Biden’s Next Bad Idea for Higher Education

Student loan cancellation is a stop on the path to “free” community college
First Lady Jill Biden speaks
First Lady Jill Biden speaks at the Los Angeles City College Class of 2022 Commencement Ceremony in Los Angeles, Tuesday, June 7, 2022.

Now that President Biden has announced his unilateral plan to transfer more than a half a trillion dollars in student debt to Americans, most of whom neither went to college nor took out a student loan, you should brace yourself for what’s next on his agenda. At the end of the White House press announcement about loan “forgiveness,” Biden promises to renew his effort to enact his “Free Community College for All” program. He’ll be asking taxpayers to pay for another bad idea.

Community colleges have had a hard time lately. Since 2012, their enrollments have dropped more than a third, to 4.9 million students in 2020 from 7.5 million in 2009, according to the National Center for Education Statistics. Some of the President’s strongest supporters work at community colleges, including First Lady Jill Biden and thousands of members of government labor unions. It’s good politics for him to bolster his allies at those institutions.

So, he’s decided the best way to accomplish his goal is simply to have everyone attend a 13th and 14th grade. I suppose we should at least be grateful that, this time, he isn’t completely circumventing the Congress, or at least not yet.

What could be so wrong with adding two more years to our public K-12 system? Plenty, as outlined in the Defense of Freedom Institute’s paper, Free College or False Promise.

The issue is not whether basic college should be “free”—but rather, who should pay for it. Several states already cover community college tuition for all or most of their students. Education reformers and most conservatives can be generally supportive of that approach. Because states must have balanced budgets, they tend to be more disciplined in weighing the tradeoffs between spending on education, healthcare, and dozens of other government expenditures. When states decide to invest in community colleges, they have carefully weighed their true impact on local economic productivity.

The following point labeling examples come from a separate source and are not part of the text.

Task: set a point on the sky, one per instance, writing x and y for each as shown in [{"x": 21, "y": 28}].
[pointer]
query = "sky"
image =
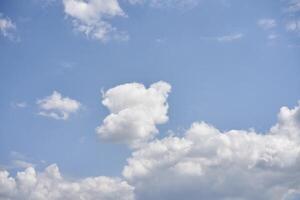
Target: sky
[{"x": 149, "y": 99}]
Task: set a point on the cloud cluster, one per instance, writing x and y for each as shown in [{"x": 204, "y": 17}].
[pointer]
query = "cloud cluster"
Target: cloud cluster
[
  {"x": 50, "y": 185},
  {"x": 58, "y": 107},
  {"x": 7, "y": 27},
  {"x": 135, "y": 112},
  {"x": 267, "y": 23},
  {"x": 293, "y": 22},
  {"x": 209, "y": 164},
  {"x": 91, "y": 18},
  {"x": 203, "y": 163}
]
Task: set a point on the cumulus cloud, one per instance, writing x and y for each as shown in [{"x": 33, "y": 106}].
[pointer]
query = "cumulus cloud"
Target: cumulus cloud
[
  {"x": 7, "y": 27},
  {"x": 203, "y": 163},
  {"x": 210, "y": 164},
  {"x": 92, "y": 18},
  {"x": 267, "y": 23},
  {"x": 50, "y": 185},
  {"x": 58, "y": 107},
  {"x": 134, "y": 112}
]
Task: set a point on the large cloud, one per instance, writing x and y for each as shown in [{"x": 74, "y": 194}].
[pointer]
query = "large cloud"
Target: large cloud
[
  {"x": 209, "y": 164},
  {"x": 50, "y": 185},
  {"x": 203, "y": 163},
  {"x": 135, "y": 112}
]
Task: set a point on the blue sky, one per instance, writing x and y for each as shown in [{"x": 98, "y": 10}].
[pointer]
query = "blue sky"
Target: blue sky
[{"x": 230, "y": 63}]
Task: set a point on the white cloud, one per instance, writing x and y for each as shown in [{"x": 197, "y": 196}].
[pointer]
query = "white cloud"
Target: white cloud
[
  {"x": 21, "y": 104},
  {"x": 210, "y": 164},
  {"x": 293, "y": 25},
  {"x": 167, "y": 3},
  {"x": 58, "y": 107},
  {"x": 272, "y": 36},
  {"x": 203, "y": 163},
  {"x": 267, "y": 23},
  {"x": 293, "y": 6},
  {"x": 230, "y": 38},
  {"x": 135, "y": 112},
  {"x": 50, "y": 185},
  {"x": 7, "y": 27},
  {"x": 91, "y": 18}
]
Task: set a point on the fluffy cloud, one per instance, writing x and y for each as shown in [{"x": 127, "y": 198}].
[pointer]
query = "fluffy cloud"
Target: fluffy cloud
[
  {"x": 267, "y": 23},
  {"x": 135, "y": 112},
  {"x": 50, "y": 185},
  {"x": 91, "y": 18},
  {"x": 7, "y": 27},
  {"x": 210, "y": 164},
  {"x": 203, "y": 163},
  {"x": 58, "y": 107}
]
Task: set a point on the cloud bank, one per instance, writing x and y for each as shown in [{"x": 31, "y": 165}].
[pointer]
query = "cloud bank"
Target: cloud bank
[
  {"x": 203, "y": 163},
  {"x": 50, "y": 185}
]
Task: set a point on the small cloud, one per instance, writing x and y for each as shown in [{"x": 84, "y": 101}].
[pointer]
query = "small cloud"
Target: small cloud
[
  {"x": 57, "y": 107},
  {"x": 91, "y": 18},
  {"x": 272, "y": 37},
  {"x": 292, "y": 26},
  {"x": 267, "y": 23},
  {"x": 7, "y": 27},
  {"x": 160, "y": 40},
  {"x": 230, "y": 38},
  {"x": 293, "y": 6},
  {"x": 20, "y": 104}
]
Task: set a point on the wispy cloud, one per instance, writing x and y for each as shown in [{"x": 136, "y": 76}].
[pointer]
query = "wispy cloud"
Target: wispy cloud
[
  {"x": 224, "y": 38},
  {"x": 92, "y": 18},
  {"x": 58, "y": 107},
  {"x": 7, "y": 27},
  {"x": 21, "y": 104},
  {"x": 230, "y": 38},
  {"x": 267, "y": 23}
]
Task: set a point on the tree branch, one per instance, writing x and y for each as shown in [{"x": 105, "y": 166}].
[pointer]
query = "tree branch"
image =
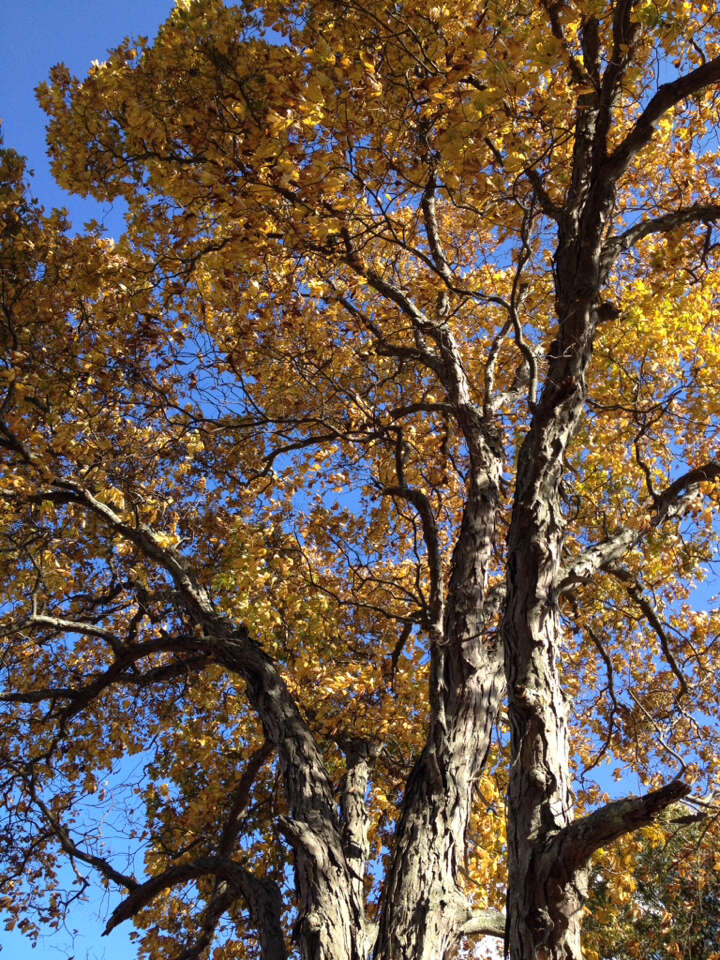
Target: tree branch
[
  {"x": 575, "y": 844},
  {"x": 698, "y": 213},
  {"x": 667, "y": 96}
]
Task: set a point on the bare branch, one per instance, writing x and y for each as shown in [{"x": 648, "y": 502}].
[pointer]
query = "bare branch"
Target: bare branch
[
  {"x": 698, "y": 213},
  {"x": 485, "y": 923},
  {"x": 575, "y": 844},
  {"x": 667, "y": 96}
]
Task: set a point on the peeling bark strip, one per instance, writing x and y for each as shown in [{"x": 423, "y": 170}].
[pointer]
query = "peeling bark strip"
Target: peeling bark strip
[
  {"x": 358, "y": 260},
  {"x": 548, "y": 851}
]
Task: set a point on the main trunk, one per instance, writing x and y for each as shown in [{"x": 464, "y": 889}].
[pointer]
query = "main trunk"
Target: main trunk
[{"x": 423, "y": 905}]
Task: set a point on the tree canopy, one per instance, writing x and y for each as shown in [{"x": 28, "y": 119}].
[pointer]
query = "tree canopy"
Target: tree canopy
[{"x": 355, "y": 500}]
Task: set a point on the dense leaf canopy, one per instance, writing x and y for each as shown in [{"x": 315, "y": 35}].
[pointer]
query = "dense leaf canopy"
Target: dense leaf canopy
[{"x": 368, "y": 479}]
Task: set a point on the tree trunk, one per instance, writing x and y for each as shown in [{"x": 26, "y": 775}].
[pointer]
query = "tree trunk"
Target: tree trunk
[{"x": 423, "y": 906}]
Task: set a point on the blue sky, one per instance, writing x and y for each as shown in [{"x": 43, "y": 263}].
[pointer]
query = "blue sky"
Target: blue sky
[{"x": 35, "y": 35}]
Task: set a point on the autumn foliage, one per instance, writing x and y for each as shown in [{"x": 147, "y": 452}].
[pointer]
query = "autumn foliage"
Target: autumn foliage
[{"x": 355, "y": 500}]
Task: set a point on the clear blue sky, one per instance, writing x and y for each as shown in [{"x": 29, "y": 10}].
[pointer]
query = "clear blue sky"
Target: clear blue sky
[{"x": 35, "y": 35}]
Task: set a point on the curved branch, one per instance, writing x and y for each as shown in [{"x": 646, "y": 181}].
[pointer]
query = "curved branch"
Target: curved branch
[
  {"x": 697, "y": 213},
  {"x": 575, "y": 844},
  {"x": 667, "y": 96}
]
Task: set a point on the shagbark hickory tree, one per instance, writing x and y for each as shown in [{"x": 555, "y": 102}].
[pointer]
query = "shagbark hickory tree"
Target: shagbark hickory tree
[{"x": 359, "y": 491}]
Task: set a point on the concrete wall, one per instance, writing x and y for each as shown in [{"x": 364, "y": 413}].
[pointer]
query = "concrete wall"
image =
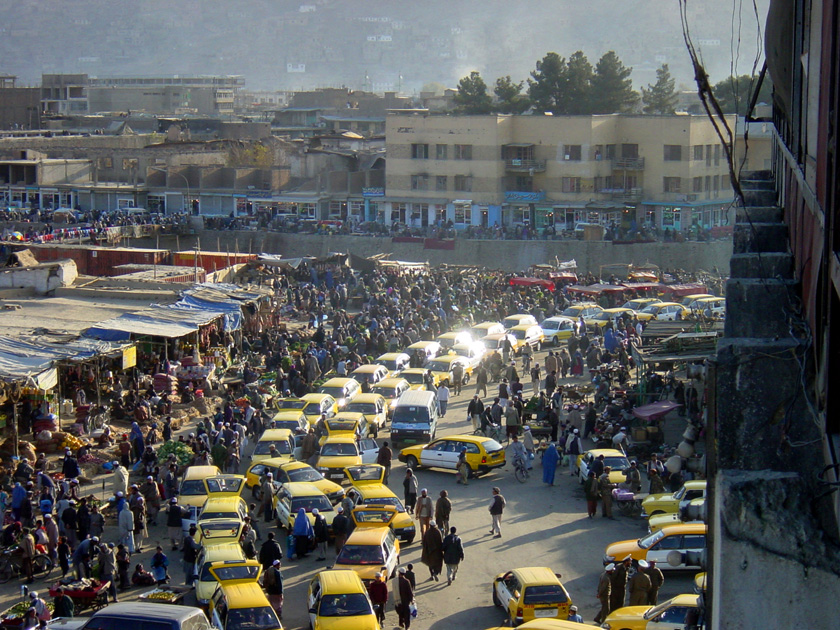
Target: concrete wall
[
  {"x": 507, "y": 255},
  {"x": 42, "y": 278}
]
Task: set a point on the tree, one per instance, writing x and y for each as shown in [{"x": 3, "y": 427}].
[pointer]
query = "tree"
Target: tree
[
  {"x": 578, "y": 94},
  {"x": 734, "y": 93},
  {"x": 509, "y": 97},
  {"x": 612, "y": 88},
  {"x": 548, "y": 83},
  {"x": 661, "y": 97},
  {"x": 472, "y": 97}
]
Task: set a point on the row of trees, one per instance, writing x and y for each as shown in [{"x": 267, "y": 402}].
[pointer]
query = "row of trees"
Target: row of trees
[{"x": 574, "y": 87}]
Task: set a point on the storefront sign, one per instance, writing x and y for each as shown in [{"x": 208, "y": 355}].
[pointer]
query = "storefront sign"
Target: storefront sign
[{"x": 129, "y": 357}]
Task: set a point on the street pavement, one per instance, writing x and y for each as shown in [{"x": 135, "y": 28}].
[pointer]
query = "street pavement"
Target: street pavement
[{"x": 541, "y": 526}]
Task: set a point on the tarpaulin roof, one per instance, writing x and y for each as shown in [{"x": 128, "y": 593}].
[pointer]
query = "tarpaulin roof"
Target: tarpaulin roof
[
  {"x": 27, "y": 357},
  {"x": 169, "y": 321}
]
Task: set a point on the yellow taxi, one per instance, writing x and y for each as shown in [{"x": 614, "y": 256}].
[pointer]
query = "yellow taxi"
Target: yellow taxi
[
  {"x": 317, "y": 404},
  {"x": 223, "y": 508},
  {"x": 396, "y": 362},
  {"x": 338, "y": 453},
  {"x": 370, "y": 372},
  {"x": 427, "y": 349},
  {"x": 670, "y": 503},
  {"x": 219, "y": 531},
  {"x": 343, "y": 390},
  {"x": 527, "y": 334},
  {"x": 531, "y": 593},
  {"x": 442, "y": 368},
  {"x": 206, "y": 584},
  {"x": 609, "y": 315},
  {"x": 291, "y": 419},
  {"x": 338, "y": 600},
  {"x": 639, "y": 303},
  {"x": 586, "y": 310},
  {"x": 280, "y": 439},
  {"x": 194, "y": 491},
  {"x": 519, "y": 319},
  {"x": 453, "y": 338},
  {"x": 663, "y": 311},
  {"x": 294, "y": 496},
  {"x": 345, "y": 424},
  {"x": 283, "y": 471},
  {"x": 239, "y": 601},
  {"x": 661, "y": 520},
  {"x": 369, "y": 489},
  {"x": 670, "y": 615},
  {"x": 483, "y": 453},
  {"x": 483, "y": 329},
  {"x": 414, "y": 377},
  {"x": 372, "y": 545},
  {"x": 681, "y": 537},
  {"x": 615, "y": 459},
  {"x": 373, "y": 407}
]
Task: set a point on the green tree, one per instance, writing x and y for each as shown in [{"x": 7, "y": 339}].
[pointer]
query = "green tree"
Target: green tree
[
  {"x": 661, "y": 97},
  {"x": 548, "y": 83},
  {"x": 578, "y": 93},
  {"x": 733, "y": 93},
  {"x": 472, "y": 97},
  {"x": 509, "y": 97},
  {"x": 612, "y": 88}
]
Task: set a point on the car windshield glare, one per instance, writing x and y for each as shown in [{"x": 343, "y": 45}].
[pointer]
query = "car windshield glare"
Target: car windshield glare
[
  {"x": 346, "y": 605},
  {"x": 339, "y": 450},
  {"x": 307, "y": 503},
  {"x": 259, "y": 618},
  {"x": 649, "y": 541},
  {"x": 360, "y": 554},
  {"x": 305, "y": 474},
  {"x": 545, "y": 594}
]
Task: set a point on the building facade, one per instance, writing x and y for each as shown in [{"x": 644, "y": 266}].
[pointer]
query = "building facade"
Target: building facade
[
  {"x": 667, "y": 172},
  {"x": 63, "y": 94}
]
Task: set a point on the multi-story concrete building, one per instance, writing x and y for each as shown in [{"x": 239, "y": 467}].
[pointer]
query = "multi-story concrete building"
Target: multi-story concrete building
[
  {"x": 79, "y": 94},
  {"x": 663, "y": 171}
]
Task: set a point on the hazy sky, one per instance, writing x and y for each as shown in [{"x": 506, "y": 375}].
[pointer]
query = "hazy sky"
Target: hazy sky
[{"x": 381, "y": 45}]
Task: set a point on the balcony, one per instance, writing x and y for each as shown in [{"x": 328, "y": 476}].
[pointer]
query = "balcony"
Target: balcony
[
  {"x": 525, "y": 166},
  {"x": 629, "y": 164},
  {"x": 524, "y": 196}
]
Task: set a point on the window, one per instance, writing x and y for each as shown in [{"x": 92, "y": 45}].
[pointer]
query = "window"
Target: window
[
  {"x": 673, "y": 152},
  {"x": 463, "y": 183},
  {"x": 570, "y": 184},
  {"x": 671, "y": 184},
  {"x": 420, "y": 151},
  {"x": 463, "y": 151},
  {"x": 419, "y": 182},
  {"x": 573, "y": 152},
  {"x": 463, "y": 213}
]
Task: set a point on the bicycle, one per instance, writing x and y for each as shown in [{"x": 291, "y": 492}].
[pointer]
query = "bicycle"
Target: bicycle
[
  {"x": 520, "y": 470},
  {"x": 11, "y": 565}
]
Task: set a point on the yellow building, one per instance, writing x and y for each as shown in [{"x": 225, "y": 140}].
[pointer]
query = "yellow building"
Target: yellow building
[{"x": 555, "y": 171}]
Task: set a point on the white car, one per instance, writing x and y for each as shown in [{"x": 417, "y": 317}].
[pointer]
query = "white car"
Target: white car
[{"x": 557, "y": 329}]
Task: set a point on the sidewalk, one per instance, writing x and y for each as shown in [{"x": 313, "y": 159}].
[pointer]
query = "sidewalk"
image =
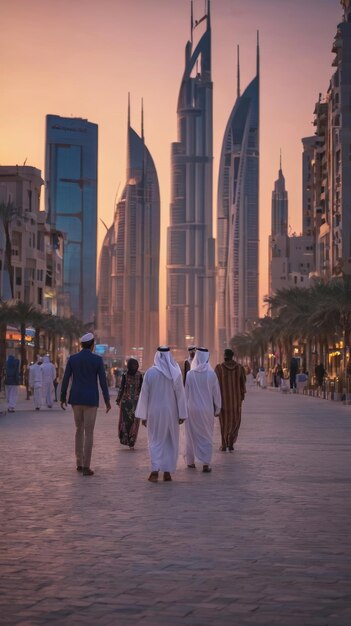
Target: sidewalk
[{"x": 262, "y": 541}]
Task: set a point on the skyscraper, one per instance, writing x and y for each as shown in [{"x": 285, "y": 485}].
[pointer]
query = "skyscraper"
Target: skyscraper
[
  {"x": 71, "y": 205},
  {"x": 279, "y": 205},
  {"x": 191, "y": 250},
  {"x": 238, "y": 214},
  {"x": 128, "y": 295}
]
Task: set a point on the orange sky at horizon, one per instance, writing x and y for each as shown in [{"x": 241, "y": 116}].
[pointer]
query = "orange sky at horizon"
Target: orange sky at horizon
[{"x": 82, "y": 57}]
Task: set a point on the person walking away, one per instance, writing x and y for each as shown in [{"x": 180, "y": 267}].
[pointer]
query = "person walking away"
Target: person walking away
[
  {"x": 294, "y": 367},
  {"x": 188, "y": 361},
  {"x": 232, "y": 383},
  {"x": 162, "y": 407},
  {"x": 261, "y": 378},
  {"x": 49, "y": 375},
  {"x": 56, "y": 382},
  {"x": 127, "y": 399},
  {"x": 278, "y": 375},
  {"x": 36, "y": 383},
  {"x": 203, "y": 398},
  {"x": 84, "y": 369},
  {"x": 320, "y": 373},
  {"x": 11, "y": 382},
  {"x": 26, "y": 380}
]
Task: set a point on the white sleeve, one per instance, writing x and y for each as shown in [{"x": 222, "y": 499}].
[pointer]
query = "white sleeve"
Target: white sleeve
[
  {"x": 141, "y": 411},
  {"x": 181, "y": 400},
  {"x": 216, "y": 394}
]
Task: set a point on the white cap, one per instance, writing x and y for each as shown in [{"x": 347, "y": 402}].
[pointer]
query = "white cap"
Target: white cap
[{"x": 87, "y": 337}]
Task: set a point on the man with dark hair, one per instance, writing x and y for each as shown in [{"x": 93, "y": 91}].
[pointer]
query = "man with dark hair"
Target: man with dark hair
[
  {"x": 85, "y": 368},
  {"x": 232, "y": 382}
]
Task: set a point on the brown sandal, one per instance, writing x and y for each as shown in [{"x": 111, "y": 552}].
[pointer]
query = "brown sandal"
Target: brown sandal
[{"x": 153, "y": 478}]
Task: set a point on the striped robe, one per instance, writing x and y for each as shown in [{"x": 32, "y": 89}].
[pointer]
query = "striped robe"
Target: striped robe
[{"x": 232, "y": 379}]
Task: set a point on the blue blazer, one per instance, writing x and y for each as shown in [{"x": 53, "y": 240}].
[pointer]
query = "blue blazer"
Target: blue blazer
[{"x": 85, "y": 368}]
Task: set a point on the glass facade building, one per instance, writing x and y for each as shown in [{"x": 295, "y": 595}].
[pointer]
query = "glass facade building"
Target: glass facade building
[
  {"x": 128, "y": 293},
  {"x": 71, "y": 205},
  {"x": 238, "y": 216},
  {"x": 190, "y": 245}
]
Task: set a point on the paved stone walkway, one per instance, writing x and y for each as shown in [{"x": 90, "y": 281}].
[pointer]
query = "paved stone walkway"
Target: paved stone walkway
[{"x": 262, "y": 541}]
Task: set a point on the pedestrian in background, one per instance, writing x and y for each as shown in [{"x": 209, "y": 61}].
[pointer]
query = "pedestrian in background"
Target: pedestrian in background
[
  {"x": 49, "y": 375},
  {"x": 188, "y": 361},
  {"x": 36, "y": 382},
  {"x": 162, "y": 407},
  {"x": 127, "y": 400},
  {"x": 294, "y": 368},
  {"x": 85, "y": 369},
  {"x": 232, "y": 383},
  {"x": 203, "y": 398},
  {"x": 11, "y": 382},
  {"x": 320, "y": 372}
]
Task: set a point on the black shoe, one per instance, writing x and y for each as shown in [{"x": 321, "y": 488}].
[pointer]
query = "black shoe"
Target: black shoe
[
  {"x": 153, "y": 478},
  {"x": 87, "y": 471}
]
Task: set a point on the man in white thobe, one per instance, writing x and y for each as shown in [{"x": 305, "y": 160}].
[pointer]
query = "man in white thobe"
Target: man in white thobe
[
  {"x": 204, "y": 403},
  {"x": 36, "y": 382},
  {"x": 49, "y": 375},
  {"x": 162, "y": 407}
]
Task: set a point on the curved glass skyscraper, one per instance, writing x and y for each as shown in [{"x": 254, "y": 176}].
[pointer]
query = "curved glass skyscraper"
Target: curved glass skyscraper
[
  {"x": 190, "y": 255},
  {"x": 238, "y": 216},
  {"x": 128, "y": 296},
  {"x": 71, "y": 205}
]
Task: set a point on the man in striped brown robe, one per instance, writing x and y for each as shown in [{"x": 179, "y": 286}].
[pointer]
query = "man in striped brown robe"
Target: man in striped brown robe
[{"x": 232, "y": 379}]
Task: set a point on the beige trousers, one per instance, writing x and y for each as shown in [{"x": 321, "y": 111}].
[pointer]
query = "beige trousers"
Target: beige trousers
[{"x": 84, "y": 417}]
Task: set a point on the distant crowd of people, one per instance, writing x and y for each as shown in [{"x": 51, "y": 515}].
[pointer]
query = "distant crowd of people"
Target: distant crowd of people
[
  {"x": 162, "y": 400},
  {"x": 40, "y": 380}
]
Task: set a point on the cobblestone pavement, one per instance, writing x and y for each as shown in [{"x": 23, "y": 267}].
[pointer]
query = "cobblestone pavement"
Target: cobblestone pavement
[{"x": 264, "y": 540}]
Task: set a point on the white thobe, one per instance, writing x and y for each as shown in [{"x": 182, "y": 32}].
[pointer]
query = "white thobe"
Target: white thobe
[
  {"x": 11, "y": 396},
  {"x": 162, "y": 403},
  {"x": 36, "y": 382},
  {"x": 203, "y": 397}
]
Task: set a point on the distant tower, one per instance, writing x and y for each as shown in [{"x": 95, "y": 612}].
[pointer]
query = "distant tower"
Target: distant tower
[
  {"x": 71, "y": 205},
  {"x": 129, "y": 263},
  {"x": 279, "y": 205},
  {"x": 238, "y": 215},
  {"x": 190, "y": 256}
]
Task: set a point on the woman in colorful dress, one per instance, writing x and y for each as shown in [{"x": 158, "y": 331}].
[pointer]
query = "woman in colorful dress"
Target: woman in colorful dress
[{"x": 127, "y": 400}]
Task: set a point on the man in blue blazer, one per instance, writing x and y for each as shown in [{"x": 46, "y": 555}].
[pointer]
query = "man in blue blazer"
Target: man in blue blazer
[{"x": 85, "y": 368}]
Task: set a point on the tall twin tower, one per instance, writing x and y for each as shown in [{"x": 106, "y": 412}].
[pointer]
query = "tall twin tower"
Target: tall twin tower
[
  {"x": 193, "y": 295},
  {"x": 210, "y": 296}
]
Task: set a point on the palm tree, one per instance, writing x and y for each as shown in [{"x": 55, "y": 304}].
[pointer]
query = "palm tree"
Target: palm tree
[
  {"x": 334, "y": 310},
  {"x": 6, "y": 317},
  {"x": 23, "y": 315},
  {"x": 8, "y": 212}
]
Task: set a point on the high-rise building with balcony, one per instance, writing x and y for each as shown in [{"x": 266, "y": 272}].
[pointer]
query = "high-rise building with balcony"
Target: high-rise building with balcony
[
  {"x": 326, "y": 164},
  {"x": 291, "y": 258},
  {"x": 128, "y": 293},
  {"x": 238, "y": 215},
  {"x": 190, "y": 244},
  {"x": 31, "y": 251},
  {"x": 71, "y": 205}
]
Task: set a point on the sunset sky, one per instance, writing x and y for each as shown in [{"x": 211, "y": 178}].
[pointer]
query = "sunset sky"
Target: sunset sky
[{"x": 82, "y": 57}]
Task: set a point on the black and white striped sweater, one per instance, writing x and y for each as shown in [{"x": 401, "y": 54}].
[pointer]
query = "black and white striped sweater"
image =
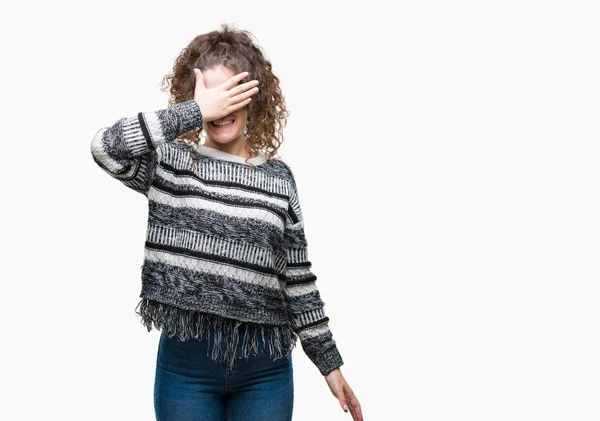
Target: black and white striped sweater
[{"x": 225, "y": 241}]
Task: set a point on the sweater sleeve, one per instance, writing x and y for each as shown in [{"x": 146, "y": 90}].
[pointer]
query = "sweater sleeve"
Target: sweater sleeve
[
  {"x": 304, "y": 303},
  {"x": 127, "y": 150}
]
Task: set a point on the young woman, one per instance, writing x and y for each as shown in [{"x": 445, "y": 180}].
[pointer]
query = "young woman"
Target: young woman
[{"x": 226, "y": 277}]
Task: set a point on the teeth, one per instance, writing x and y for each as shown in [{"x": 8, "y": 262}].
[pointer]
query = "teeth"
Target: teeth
[{"x": 227, "y": 123}]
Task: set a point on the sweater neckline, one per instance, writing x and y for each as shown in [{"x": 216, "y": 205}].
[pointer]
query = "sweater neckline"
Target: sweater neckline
[{"x": 226, "y": 156}]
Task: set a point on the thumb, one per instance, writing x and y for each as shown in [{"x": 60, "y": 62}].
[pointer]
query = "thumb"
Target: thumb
[{"x": 344, "y": 405}]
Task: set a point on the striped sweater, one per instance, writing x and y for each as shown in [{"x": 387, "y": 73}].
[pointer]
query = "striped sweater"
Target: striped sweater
[{"x": 225, "y": 242}]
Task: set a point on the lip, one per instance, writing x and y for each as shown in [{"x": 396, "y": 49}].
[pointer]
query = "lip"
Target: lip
[{"x": 223, "y": 128}]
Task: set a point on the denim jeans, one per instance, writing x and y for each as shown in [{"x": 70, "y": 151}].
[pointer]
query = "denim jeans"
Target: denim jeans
[{"x": 190, "y": 386}]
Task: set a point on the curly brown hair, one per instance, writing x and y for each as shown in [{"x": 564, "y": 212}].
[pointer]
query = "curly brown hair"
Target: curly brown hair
[{"x": 236, "y": 49}]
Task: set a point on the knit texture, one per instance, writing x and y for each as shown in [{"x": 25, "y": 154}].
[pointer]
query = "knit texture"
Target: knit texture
[{"x": 225, "y": 242}]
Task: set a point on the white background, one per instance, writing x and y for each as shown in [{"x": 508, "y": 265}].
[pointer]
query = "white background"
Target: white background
[{"x": 446, "y": 155}]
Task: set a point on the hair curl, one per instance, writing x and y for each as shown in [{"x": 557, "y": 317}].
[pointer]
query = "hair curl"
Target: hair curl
[{"x": 237, "y": 50}]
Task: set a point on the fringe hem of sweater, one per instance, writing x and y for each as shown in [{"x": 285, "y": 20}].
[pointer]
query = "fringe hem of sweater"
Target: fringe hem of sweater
[{"x": 191, "y": 324}]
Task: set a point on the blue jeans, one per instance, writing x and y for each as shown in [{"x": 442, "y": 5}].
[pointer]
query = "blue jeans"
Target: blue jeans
[{"x": 190, "y": 386}]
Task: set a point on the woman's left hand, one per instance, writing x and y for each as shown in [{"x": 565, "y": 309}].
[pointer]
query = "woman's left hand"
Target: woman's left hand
[{"x": 342, "y": 391}]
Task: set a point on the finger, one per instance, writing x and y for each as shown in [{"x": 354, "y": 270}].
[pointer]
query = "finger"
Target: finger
[
  {"x": 355, "y": 407},
  {"x": 243, "y": 95},
  {"x": 356, "y": 412},
  {"x": 199, "y": 80},
  {"x": 236, "y": 90},
  {"x": 231, "y": 82},
  {"x": 235, "y": 107}
]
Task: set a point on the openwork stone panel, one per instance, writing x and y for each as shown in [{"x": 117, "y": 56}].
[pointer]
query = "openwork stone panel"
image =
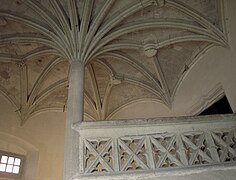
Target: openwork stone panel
[{"x": 158, "y": 151}]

Of all the options available for helping students attend community college, the Biden approach is probably the worst, because it gives direct gifts from the federal government to local institutions. Historically, federal aid has gone to students, not institutions, so that schools will have the incentive to meet the student’s needs. Under the Biden model, those schools will shift their attention to meeting the needs of D.C. politicians.

Of course, the federal government will add strings to institutional funding. Some of those strings sound reasonable—such as requiring community colleges to align their curriculum with local economic needs—but they can be a source of mischief. In fact, colleges already have every incentive to meet local economic needs. Most pernicious would be requirements that local institutions support the cultural norms of D.C. elites, paralleling what we see our national teacher-union leaders supporting.

The country’s thousand or so community colleges need help, just not the Biden plan’s sort of help. Despite their enrollment declines, community colleges are still where one in five high school students choose to attend. (More than half do not take a college pathway out of high school.) Of first-time, full-time community college students, only 17% complete their degrees within the prescribed two years. Over six years, the graduation rate increases to only 35%. These are problems that should be fixed before Congress tries to double or triple community college enrollment. Otherwise, policymakers are asking taxpayers to flush away enormous sums for “free” college that rarely leads to a degree or better job prospects.

Part of the problem is that many of today’s high school graduates are simply not prepared for college-level work, thanks to our dysfunctional K-12 system. About two-thirds of community college students are required to take remedial courses to learn what they should have learned in high school. This isn’t just a community college problem. According to the College Board, only 43 percent of students taking the SAT achieved scores indicating college readiness.

The key to fixing our education and workforce problems is not to throw federal dollars at adding 13th and 14th grades to our under-performing K-12 system, hoping somehow that will improve student outcomes. The answer lies in reimagining our one-size-fits-all education assembly line and replacing it with a system that provides choice, customization, and value for students and teachers. Adding two more grades to our broken system and funding it federally would be the wrong direction. It will only make improving education in America harder.

Jim Blew is a cofounder of the Defense of Freedom Institute. He was Assistant Secretary of Education during the administration of Secretary Betsy DeVos.